I know what you mean Musky. But I never wear my vest on the river. At the same time, I never go when it's a raging torrent of chocolate milk. Really sad that this happens. People underestimate the power and danger of our local rivers.


----------



## Flannel_Carp (Apr 7, 2014)

ARNfishin said:


> I know what you mean Musky. But I never wear my vest on the river. At the same time, I never go when it's a raging torrent of chocolate milk. Really sad that this happens. People underestimate the power and danger of our local rivers.


I started wearing mine religiously after a good size branch quietly fell right next to me while I was wading. Made me think about the fact that there are forces of nature that can cause a man to become unconscious against his will. You can't swim while you're unconscious; even in a foot of water. 
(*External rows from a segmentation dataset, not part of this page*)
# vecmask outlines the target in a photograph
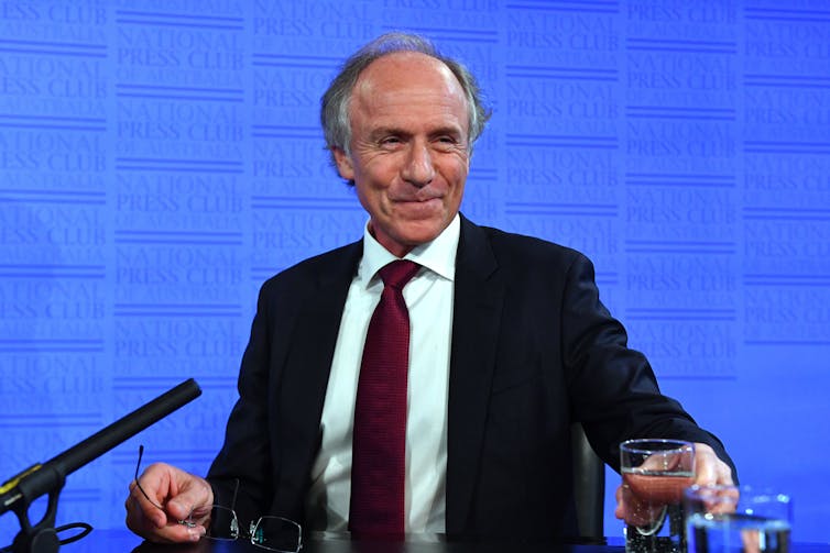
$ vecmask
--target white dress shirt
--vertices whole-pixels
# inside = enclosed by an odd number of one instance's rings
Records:
[[[403,290],[411,329],[404,521],[407,533],[445,531],[447,394],[460,228],[456,215],[438,237],[404,257],[423,266]],[[348,528],[351,434],[363,342],[383,290],[378,270],[396,258],[367,226],[363,257],[349,288],[331,363],[320,421],[320,452],[312,467],[306,501],[312,530]]]

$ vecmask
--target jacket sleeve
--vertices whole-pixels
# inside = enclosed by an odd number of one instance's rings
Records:
[[[664,396],[646,357],[627,347],[625,329],[600,301],[593,265],[581,254],[568,267],[561,313],[574,417],[605,463],[619,472],[619,444],[627,439],[688,440],[712,446],[736,478],[720,440]]]

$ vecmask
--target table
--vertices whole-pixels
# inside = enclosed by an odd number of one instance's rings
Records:
[[[143,542],[128,530],[92,530],[86,538],[61,548],[61,553],[263,553],[244,540],[164,545]],[[620,545],[558,545],[551,543],[468,543],[427,535],[405,542],[351,541],[348,534],[315,532],[303,543],[302,553],[623,553]],[[811,553],[811,552],[810,552]]]
[[[319,532],[304,542],[302,553],[623,553],[613,545],[559,545],[554,543],[467,543],[426,537],[407,542],[357,542],[347,534]],[[128,530],[94,530],[80,541],[61,548],[61,553],[263,553],[244,541],[159,545],[144,543]],[[794,543],[790,553],[829,553],[830,543]]]

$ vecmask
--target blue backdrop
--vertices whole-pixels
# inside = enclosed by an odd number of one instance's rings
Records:
[[[206,471],[259,285],[361,235],[318,98],[391,30],[494,108],[465,213],[592,257],[664,390],[827,541],[827,0],[0,2],[0,478],[187,377],[58,519],[122,526],[139,443]]]

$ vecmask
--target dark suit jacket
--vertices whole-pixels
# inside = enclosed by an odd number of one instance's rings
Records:
[[[241,518],[303,520],[357,242],[307,259],[260,292],[240,399],[208,478]],[[721,443],[660,395],[645,357],[599,300],[593,267],[549,242],[462,218],[449,376],[447,533],[569,533],[571,421],[619,469],[629,438]],[[731,464],[731,462],[730,462]]]

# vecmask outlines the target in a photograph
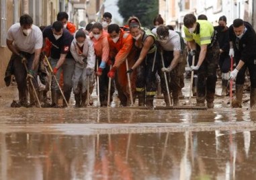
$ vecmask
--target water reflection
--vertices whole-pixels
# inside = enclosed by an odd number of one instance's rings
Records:
[[[256,132],[1,136],[1,179],[253,179]]]

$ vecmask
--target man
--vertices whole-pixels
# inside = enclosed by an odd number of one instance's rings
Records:
[[[67,13],[62,11],[59,12],[57,14],[57,21],[61,21],[63,24],[64,28],[66,28],[72,35],[74,35],[77,29],[75,25],[71,22],[68,21],[68,20],[69,15]]]
[[[250,74],[250,106],[256,103],[256,34],[251,25],[241,19],[236,19],[229,27],[229,55],[234,58],[237,67],[231,72],[230,79],[236,79],[236,99],[232,107],[242,107],[245,73],[248,68]]]
[[[171,73],[171,85],[168,84],[169,89],[172,89],[172,94],[173,98],[173,105],[179,105],[179,92],[181,91],[179,85],[179,78],[177,75],[178,69],[176,69],[180,56],[181,42],[179,34],[173,31],[169,30],[167,26],[160,26],[157,29],[157,40],[159,42],[160,53],[163,53],[164,59],[164,64],[159,66],[159,74],[161,78],[161,89],[163,93],[165,104],[170,106],[169,102],[169,94],[167,93],[167,87],[165,84],[164,72]],[[161,61],[162,62],[162,61]],[[170,82],[170,80],[167,80]]]
[[[189,13],[183,19],[184,32],[190,54],[196,55],[191,71],[198,71],[196,102],[204,106],[205,99],[208,108],[214,107],[216,77],[216,63],[219,56],[219,46],[212,24],[206,20],[198,20]]]
[[[112,19],[112,15],[109,12],[105,12],[103,14],[102,19],[101,19],[101,25],[103,27],[103,29],[105,31],[108,31],[108,27],[110,26]]]
[[[118,91],[118,97],[122,106],[129,105],[131,103],[128,87],[126,60],[130,65],[134,64],[132,48],[132,36],[120,28],[118,25],[111,24],[108,28],[108,42],[110,44],[110,57],[114,60],[113,67],[108,73],[112,79],[115,78],[116,87]],[[131,75],[132,95],[135,93],[135,73]],[[133,100],[132,100],[133,101]]]
[[[75,60],[69,51],[73,36],[68,30],[63,28],[61,21],[57,21],[52,26],[47,26],[43,31],[44,42],[47,38],[52,43],[50,52],[50,63],[53,73],[57,79],[63,71],[63,91],[67,101],[69,101],[72,89],[72,75],[74,71]],[[55,82],[52,82],[52,105],[58,106],[58,99],[60,96],[58,87]],[[67,104],[63,101],[63,106]]]
[[[19,23],[11,26],[7,32],[6,44],[11,51],[14,73],[19,91],[19,105],[28,105],[26,79],[32,78],[34,86],[38,88],[37,70],[42,46],[40,29],[33,24],[32,18],[28,14],[22,15]],[[28,67],[28,72],[26,69]],[[31,88],[32,89],[32,88]],[[34,92],[30,91],[30,105],[35,103]]]

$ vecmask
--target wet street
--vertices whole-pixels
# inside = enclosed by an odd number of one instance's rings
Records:
[[[248,108],[248,93],[242,109],[216,96],[207,110],[115,107],[117,102],[97,108],[96,99],[88,108],[11,108],[17,87],[0,89],[0,179],[256,177],[256,111]]]

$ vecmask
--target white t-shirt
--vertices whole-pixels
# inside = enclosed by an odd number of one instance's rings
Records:
[[[151,32],[157,34],[157,28],[154,28]],[[160,45],[163,47],[163,49],[167,51],[181,50],[181,40],[179,34],[173,30],[169,30],[169,37],[167,43],[161,42],[159,39],[157,38],[157,40],[159,42]]]
[[[19,23],[14,24],[7,32],[7,39],[13,41],[13,46],[17,50],[30,54],[33,54],[35,49],[42,48],[43,44],[42,31],[34,24],[30,34],[26,36],[23,34]]]

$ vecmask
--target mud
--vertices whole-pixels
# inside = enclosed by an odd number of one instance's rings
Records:
[[[248,93],[242,109],[217,95],[215,108],[200,111],[115,108],[116,97],[112,107],[97,108],[93,97],[89,108],[11,108],[17,87],[0,89],[0,179],[256,177],[256,111]]]

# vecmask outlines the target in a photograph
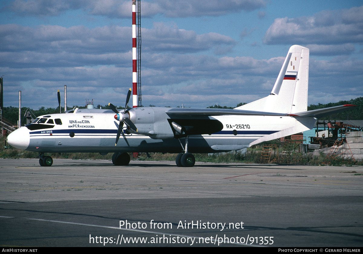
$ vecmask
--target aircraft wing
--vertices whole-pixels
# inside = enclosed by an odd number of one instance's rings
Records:
[[[290,114],[290,115],[291,116],[295,117],[312,117],[315,118],[319,118],[326,116],[339,113],[340,112],[343,112],[343,111],[350,109],[351,108],[351,107],[355,106],[356,106],[355,105],[346,104],[345,105],[337,106],[335,107],[326,108],[323,109],[319,109],[310,110],[309,111],[300,112],[298,113],[295,113],[294,114]]]
[[[240,109],[192,109],[177,108],[168,110],[166,113],[170,117],[176,116],[294,116],[294,114],[270,112],[254,111]]]

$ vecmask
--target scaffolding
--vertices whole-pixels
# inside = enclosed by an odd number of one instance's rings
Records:
[[[305,139],[285,140],[282,142],[280,162],[288,164],[307,162],[307,149],[304,145],[306,141]]]
[[[344,161],[348,160],[351,160],[354,162],[355,162],[349,145],[347,142],[346,139],[347,131],[350,129],[350,127],[352,126],[349,124],[344,124],[344,125],[341,129],[340,136],[335,140],[322,164],[329,165],[335,161]],[[344,147],[344,146],[345,148]],[[340,149],[341,150],[340,151]]]
[[[273,151],[273,155],[272,155]],[[261,161],[263,163],[278,162],[278,146],[277,145],[265,145],[262,149]]]

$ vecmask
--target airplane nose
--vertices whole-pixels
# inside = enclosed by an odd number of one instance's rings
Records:
[[[6,140],[12,146],[25,150],[30,143],[29,130],[26,127],[21,127],[9,134]]]

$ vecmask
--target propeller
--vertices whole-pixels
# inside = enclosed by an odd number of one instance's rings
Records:
[[[59,104],[59,113],[61,113],[62,111],[61,109],[61,93],[59,92],[59,90],[58,90],[58,104]]]
[[[129,90],[127,93],[127,96],[126,97],[126,104],[125,105],[125,109],[123,110],[123,113],[120,113],[116,109],[116,107],[111,103],[109,103],[109,106],[112,110],[112,111],[116,113],[115,116],[114,117],[115,119],[120,122],[120,124],[118,125],[118,129],[117,130],[117,134],[116,137],[116,142],[115,145],[117,144],[117,142],[120,138],[120,136],[122,134],[123,135],[123,132],[122,131],[122,128],[123,127],[123,124],[126,125],[131,130],[135,132],[137,132],[137,128],[135,126],[134,123],[130,120],[130,115],[126,112],[126,108],[127,107],[127,104],[129,103],[129,101],[130,100],[130,97],[131,96],[131,88]]]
With as much time as I spend on the water I decided the risk wasn't worth the very minor, if at all in existence, inconvenience of wearing a life vest with pockets on it.


----------



## garhtr (Jan 12, 2009)

Flannel_Carp said:


> I started wearing mine religiously after a good size branch quietly fell right next to me while I was wading. Made me think about the fact that there are forces of nature that can cause a man to become unconscious against his will. You can't swim while you're unconscious; even in a foot of water.
> 
> With as much time as I spend on the water I decided the risk wasn't worth the very minor, if at all in existence, inconvenience of wearing a life vest with pockets on it.


What type do you wear ?
I know I won't wear it unless it's comfortable. 
Good luck and good fishing !


----------



## Flannel_Carp (Apr 7, 2014)

garhtr said:


> What type do you wear ?
> I know I won't wear it unless it's comfortable.
> Good luck and good fishing !


The one I have is nothing special, it's just a high-backed, zip-up Stohlquist with two chest pockets. There are certainly better looking and more comfortable vests out there, but I have tested it and it will float me.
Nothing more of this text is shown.